News, Culture & Society

How do crypto exchanges make money?

With many cryptocurrency exchanges charging only 0.1% for exchange fees, you may wonder how it is that these projects make money. But the answer is simple; in 2021, over $60 billion worth of Bitcoin was exchanged, and 0.1% of over $60 billion is $60 million.

Granted, this number is divided amongst 100s of different exchanges. And, this number only accounts for the Bitcoin sold this year on all of the combined exchanges. However, the fact remains that a site like Cryptoexchange can be a very lucrative project when it is managed well.

What Are Users Paying for?

Although Bitcoin was designed to eliminate middlemen, like banks and governments, crypto exchanges have become incredibly valuable projects. Essentially, this is because for-profit exchanges bring more buyers and sellers together in a similar way that traditional market exchanges do.

In 2008, when Bitcoin was created, the digital currency was mined and exchanged on home computers, much like sending an email cash transfer. Bitcoin was designed to replace cash and remove borders, allowing traders to interact peer-to-peer with a secure and forgery-proof digital currency.

Much has changed. Presently, more Bitcoin is held than is exchanged for goods or services, and this has only increased its market value.

As is the case with any valuable asset, in order for it to be made liquid or to sell to invest in it, you need a marketplace. This is exactly what cryptocurrency exchanges are. And they offer countless and propriety services for investors. To access these services, there are fees, much like any bookkeeper or brokerage service.

What are the costs of running an exchange?

While Bitcoin’s trading volume may be outstanding, to develop and operate a platform there are many costs.

Platforms need to be completely secure because they are taking and storing money and digital assets. Blockchain technology is key to the success of many of these projects. Blockchain uses encryption that is close to impossible to hack. Maintaining the security of the digital system is central and costly.

Exchanges also need to develop a platform that is user-friendly so that it invites new users. That means offering customer service, and many exchanges currently employ real people to help make the platform more inviting.
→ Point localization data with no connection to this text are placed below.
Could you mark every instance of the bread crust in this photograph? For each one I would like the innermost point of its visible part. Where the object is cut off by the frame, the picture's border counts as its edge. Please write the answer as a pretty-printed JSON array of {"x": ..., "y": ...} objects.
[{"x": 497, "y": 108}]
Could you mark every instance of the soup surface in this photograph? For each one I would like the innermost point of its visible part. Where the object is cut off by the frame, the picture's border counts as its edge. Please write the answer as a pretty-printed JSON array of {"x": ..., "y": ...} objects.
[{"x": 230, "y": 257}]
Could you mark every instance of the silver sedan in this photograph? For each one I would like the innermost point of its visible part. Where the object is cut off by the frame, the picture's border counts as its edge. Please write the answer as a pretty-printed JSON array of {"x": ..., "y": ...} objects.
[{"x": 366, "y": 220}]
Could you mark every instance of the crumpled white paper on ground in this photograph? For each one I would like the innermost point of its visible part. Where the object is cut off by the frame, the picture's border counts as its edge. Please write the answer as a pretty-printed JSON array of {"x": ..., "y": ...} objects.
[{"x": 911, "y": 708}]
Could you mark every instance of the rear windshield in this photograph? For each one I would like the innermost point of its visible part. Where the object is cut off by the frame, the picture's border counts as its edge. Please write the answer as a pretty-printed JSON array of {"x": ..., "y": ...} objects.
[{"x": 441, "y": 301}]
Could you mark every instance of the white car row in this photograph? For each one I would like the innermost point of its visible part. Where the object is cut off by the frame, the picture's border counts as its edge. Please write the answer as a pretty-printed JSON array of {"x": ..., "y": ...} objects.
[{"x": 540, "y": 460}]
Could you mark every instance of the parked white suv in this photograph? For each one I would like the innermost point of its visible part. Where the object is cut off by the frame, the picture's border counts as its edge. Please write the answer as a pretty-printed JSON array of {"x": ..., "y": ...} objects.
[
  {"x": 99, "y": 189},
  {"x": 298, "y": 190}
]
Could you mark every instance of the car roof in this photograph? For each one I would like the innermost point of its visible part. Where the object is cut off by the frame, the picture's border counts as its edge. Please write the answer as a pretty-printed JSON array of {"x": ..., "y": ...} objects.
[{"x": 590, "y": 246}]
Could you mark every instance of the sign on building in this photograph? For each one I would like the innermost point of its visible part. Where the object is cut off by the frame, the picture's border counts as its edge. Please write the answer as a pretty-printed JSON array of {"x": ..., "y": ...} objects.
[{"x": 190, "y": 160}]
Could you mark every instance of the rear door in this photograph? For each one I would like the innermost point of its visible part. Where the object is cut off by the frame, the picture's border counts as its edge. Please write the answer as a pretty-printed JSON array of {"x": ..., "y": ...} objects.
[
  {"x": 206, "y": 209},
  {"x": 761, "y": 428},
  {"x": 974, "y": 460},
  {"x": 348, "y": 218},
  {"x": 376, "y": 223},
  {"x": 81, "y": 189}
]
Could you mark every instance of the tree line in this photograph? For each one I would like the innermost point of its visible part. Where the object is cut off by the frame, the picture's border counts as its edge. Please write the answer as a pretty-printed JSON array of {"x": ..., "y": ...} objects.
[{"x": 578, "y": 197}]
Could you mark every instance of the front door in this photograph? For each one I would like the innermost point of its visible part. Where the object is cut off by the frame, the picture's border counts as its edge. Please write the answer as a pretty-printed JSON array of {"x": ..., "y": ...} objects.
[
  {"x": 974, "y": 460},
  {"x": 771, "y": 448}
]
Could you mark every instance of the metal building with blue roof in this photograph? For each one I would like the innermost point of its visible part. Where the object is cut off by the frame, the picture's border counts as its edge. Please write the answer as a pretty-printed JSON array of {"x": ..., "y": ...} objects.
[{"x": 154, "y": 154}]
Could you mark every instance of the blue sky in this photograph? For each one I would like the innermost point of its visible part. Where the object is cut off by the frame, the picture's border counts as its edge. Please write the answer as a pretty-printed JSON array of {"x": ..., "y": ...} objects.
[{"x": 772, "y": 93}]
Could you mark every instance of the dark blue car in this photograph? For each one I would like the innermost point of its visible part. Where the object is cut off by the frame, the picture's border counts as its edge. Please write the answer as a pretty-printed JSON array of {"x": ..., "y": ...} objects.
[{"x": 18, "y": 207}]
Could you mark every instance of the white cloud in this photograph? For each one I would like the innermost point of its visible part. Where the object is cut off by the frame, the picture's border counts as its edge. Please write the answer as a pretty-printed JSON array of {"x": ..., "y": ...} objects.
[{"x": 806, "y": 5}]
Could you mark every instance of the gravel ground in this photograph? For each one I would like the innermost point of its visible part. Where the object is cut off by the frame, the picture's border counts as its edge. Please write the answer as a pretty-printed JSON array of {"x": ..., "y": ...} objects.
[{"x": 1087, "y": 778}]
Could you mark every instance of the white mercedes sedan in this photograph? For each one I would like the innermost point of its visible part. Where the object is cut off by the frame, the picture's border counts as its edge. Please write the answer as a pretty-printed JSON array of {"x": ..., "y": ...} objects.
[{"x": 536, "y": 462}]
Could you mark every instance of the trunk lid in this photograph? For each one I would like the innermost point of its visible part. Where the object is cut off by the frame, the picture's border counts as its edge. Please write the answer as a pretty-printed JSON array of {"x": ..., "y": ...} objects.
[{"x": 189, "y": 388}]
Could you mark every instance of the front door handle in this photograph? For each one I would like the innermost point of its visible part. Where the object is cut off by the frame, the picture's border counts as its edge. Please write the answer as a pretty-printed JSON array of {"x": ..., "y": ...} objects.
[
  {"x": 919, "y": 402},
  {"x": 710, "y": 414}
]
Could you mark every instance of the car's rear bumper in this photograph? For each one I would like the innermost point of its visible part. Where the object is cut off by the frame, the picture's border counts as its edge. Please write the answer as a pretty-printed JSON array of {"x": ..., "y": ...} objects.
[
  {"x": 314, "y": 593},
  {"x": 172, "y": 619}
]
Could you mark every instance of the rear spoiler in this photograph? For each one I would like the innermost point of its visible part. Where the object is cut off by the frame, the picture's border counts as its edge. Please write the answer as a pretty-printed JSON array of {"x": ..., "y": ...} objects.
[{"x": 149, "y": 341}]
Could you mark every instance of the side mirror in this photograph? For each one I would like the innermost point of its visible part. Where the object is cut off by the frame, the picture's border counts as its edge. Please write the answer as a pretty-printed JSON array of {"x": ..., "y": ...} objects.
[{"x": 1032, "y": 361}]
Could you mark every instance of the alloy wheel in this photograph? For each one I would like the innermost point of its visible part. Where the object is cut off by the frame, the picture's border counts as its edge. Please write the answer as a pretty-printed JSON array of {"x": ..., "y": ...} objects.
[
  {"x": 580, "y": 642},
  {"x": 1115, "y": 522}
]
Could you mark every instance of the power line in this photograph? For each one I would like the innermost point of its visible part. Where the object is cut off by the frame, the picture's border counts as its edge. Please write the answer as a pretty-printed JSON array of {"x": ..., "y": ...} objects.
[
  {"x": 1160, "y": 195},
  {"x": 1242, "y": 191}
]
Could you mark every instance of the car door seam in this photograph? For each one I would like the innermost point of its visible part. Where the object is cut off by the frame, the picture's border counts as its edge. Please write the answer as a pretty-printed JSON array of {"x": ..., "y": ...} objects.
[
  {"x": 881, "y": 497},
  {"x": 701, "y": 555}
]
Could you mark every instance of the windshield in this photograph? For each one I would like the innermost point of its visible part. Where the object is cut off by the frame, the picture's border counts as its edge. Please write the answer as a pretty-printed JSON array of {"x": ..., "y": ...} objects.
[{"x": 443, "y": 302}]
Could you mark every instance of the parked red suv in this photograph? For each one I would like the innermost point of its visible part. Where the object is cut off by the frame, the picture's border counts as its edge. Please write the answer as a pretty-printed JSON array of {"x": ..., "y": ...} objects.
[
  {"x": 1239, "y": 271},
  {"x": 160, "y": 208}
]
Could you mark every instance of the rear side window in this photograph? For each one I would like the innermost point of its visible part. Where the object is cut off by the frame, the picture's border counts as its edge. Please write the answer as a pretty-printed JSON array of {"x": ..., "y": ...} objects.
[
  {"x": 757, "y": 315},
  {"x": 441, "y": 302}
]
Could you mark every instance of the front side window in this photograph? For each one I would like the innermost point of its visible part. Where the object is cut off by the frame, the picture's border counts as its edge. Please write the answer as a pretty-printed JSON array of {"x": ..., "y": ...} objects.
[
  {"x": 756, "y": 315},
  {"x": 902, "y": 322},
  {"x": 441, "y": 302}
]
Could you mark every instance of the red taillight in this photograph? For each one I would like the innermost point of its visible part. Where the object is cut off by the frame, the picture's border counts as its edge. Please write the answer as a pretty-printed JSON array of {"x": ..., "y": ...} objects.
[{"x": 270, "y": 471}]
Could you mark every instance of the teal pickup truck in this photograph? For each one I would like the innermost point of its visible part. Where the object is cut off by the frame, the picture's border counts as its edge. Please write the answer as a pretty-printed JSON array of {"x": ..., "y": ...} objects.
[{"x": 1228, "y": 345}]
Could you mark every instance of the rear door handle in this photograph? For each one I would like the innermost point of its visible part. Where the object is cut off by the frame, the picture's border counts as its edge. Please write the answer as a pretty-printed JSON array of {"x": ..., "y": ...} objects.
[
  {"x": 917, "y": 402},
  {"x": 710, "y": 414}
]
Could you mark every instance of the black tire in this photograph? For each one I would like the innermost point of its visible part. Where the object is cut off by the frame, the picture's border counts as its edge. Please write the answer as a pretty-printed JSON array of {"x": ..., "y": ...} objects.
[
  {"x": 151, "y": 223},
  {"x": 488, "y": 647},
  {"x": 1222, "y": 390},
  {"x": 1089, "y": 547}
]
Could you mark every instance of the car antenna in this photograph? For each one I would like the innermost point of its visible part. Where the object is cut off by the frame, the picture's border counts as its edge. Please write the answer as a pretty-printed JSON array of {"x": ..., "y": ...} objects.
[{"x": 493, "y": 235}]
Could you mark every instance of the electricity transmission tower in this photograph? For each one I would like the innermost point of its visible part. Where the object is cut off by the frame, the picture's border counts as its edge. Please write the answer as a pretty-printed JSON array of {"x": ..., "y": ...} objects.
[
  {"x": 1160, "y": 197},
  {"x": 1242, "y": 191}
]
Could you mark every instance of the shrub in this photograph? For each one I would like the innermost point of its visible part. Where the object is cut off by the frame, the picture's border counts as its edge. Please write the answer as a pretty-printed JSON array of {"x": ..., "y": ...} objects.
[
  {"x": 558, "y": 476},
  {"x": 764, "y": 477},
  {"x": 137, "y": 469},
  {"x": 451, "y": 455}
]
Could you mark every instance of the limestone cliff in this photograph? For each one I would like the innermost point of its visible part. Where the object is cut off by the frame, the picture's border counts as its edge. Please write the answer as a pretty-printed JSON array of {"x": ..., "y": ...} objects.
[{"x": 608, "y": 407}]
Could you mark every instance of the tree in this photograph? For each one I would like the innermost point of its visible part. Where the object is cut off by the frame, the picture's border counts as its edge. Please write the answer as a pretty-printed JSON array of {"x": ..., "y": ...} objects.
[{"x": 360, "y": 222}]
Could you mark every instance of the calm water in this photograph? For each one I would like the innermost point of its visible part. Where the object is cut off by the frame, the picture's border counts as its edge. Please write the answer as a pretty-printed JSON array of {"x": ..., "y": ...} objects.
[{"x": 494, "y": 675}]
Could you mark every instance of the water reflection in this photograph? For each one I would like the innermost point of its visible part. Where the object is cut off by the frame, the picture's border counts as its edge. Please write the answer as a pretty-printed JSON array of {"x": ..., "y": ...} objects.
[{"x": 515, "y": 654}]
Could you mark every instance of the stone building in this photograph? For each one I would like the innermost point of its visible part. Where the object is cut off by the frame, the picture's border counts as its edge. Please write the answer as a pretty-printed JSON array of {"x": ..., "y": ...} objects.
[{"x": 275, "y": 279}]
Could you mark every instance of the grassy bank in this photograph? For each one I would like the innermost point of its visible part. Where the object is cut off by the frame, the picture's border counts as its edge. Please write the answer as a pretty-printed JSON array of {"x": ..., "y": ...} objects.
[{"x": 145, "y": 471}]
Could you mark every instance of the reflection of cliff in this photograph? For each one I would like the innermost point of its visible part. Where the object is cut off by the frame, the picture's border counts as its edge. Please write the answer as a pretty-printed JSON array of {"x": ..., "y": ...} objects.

Top Exchanges and Trading Volume

While many exchanges will offer similar services, the key to running a lucrative exchange is trading volume. The higher the volume of cryptocurrency that is moved on the exchange, the more than the 0.1% commission becomes a profitable margin. And for top crypto exchanges, this means very they have high-profit margins.

Consider the following top-tier exchanges. Here is a snapshot of the value of their trading volume for 2021 alone, USD:

  • Binance: $25,550,946,753
  • CoinBase: $2,685,459,952
  • Kraken: $1,413,808,704

Exchanges also earn income from listing fees from cryptocurrencies. Exchanges like Binance and Kraken, which move the highest volume, can charge anywhere from $100,000 and more for companies to list their cryptocurrency on top exchanges.

Digital Finances

Cryptocurrency exchanges similarly earn money to traditional banks, investment groups, and hedge funds. Not only do exchanges offer services and easy access to cryptocurrencies, but they also earn from holding cryptocurrencies. Because these projects are dealing with large amounts of money, they can invest in other lucrative projects, leveraging what the exchange itself has in order to earn more.

Finally, exchanges do not have the same expenses as traditional banks as nearly all of their operations are run automatically and digitally. Because they are not paying for expensive infrastructure, their profit margins are higher, which is why commissions are quite low.

And because major platforms have a global reach, crypto exchanges essentially have unlimited access to potential customers.

Reputation and Security

However, the success of all of these platforms relies on the necessity of reputation and security. Exchanges need to offer completely secure processes, as they are taking and managing people’s money. As such, building and maintaining a technologically robust is central to their success. That means a security breach or hack could be the end of a formally reputable exchange.